I couldn’t figure out how on earth Jojo Moyes could possibly follow the story of Louisa Clark and the tragic romance with Will Traynor. I thought that it would be one of those attempts at squeezing as much out of a done-and-dusted story as possible, trying to continue the ride on the success of Me Before You…
Yep, now I’m just being a bitch.
But honestly, I couldn’t see how this was going to work.
But you know what? I was pleasantly surprised. I actually had to go back and re-rate Me Before You, because upon reflection, I realised how clever the novel truly was and despite a few of Louisa’s annoying quirks, I actually thought it was a beautifully written, emotive novel.
So Jojo Moyes brings us back to Louisa Clark around a year after everything that transpired with Will.

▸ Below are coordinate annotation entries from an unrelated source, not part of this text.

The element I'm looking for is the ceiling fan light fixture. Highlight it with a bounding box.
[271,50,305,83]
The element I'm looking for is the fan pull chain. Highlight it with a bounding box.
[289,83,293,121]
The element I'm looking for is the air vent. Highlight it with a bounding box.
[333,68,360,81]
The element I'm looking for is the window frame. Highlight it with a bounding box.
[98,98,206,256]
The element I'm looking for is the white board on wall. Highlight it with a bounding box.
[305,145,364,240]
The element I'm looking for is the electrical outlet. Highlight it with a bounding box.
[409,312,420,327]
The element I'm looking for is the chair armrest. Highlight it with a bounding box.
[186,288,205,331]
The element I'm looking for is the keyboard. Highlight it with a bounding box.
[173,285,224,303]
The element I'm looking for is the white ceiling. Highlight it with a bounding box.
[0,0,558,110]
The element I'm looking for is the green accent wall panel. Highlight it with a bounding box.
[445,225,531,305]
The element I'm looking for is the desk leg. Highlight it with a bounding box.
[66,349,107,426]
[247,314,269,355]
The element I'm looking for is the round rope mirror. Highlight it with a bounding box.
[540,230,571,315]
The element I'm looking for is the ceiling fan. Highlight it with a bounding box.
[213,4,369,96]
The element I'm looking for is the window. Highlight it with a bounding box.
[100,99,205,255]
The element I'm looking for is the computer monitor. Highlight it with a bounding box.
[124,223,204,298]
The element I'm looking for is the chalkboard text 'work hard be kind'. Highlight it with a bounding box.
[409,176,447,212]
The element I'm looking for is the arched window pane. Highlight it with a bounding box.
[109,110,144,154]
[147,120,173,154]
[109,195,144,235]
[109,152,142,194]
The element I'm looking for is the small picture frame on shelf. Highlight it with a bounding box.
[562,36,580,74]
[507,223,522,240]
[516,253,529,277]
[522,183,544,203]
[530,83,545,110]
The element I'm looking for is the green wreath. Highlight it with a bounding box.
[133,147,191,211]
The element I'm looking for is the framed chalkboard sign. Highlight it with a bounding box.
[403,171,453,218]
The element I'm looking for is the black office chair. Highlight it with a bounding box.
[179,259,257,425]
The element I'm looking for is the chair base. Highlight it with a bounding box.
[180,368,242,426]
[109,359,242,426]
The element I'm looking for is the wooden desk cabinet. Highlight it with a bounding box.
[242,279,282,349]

She is struggling with her grief and is just going through the motions of life. She feels as though she hasn’t quite kept up with her promise to Will. She’s traveled, she’s lived abroad and been to all the tourist attractions that were on her list, but still feels a void.
“I loved a man who had opened up a world to me but hadn’t loved me enough to stay in it.”
She ends back in England, living in London and living a mundane life.
After a chance encounter, Louisa meets Sam, the attending paramedic who has just lost his wife and is surprised by a visitor who she could have never expected on her doorstep.
This book is a book about dealing with grief more than much else and for this reason I found it to be incredibly emotional and even at times upsetting, as certain elements seemed to hit me, personally.
“I think people get bored of grief,” said Natasha. “It’s like you’re allowed some unspoken allotted time — six months, maybe — and then they get faintly irritated that you’re not ‘better’. It’s like you’re being self-indulgent hanging on to your unhappiness”
Honestly? I think Jojo Moyes is a genius with this one. It is so succinct.
I think this is my favourite quote from the book. It is so accurate in life. People give up on you if you can’t shake your sadness within the quota of time that they have privately allotted for you. They stop asking, they take a step back and they are so afraid of being polluted by your grief that they disappear from your life until you have recovered.
Louisa was far less annoying in this novel and her parents weren’t as bad, but her Mum is still a basket-case. There was also an impressive character development of Camilla Traynor that I was pleased to see as she was painted as an evil, sterile bitch in Me Before You.
I read 78% of this book in bed last night because I couldn’t put it down. I would probably venture to say that I liked it more than Me Before You! Crazy, right?
There was only one quote that made me laugh/cringe;
“I wanted to resist him, but I couldn’t. I was giddy, diverted, sleepless. I got cystitis and didn’t care”
Ummm… I was sure she was referring to the fact that she had so much sex that she developed cystitis. Let me tell you something, as a chronic cystitis/UTI sufferer, anyone who develops an infection to a degree of cystitis is definitely going to care. That shit is no joke and if you are too careless with it, you’ll end up with a nasty kidney infection like that of what I am actually trying to get through.
Very odd sentence, indeed!
Besides that, I feel like Jojo Moyes did a truly fantastic job with this novel conveying the stages of grief and how there’s no true coffee-cup, over-night solution or recovery.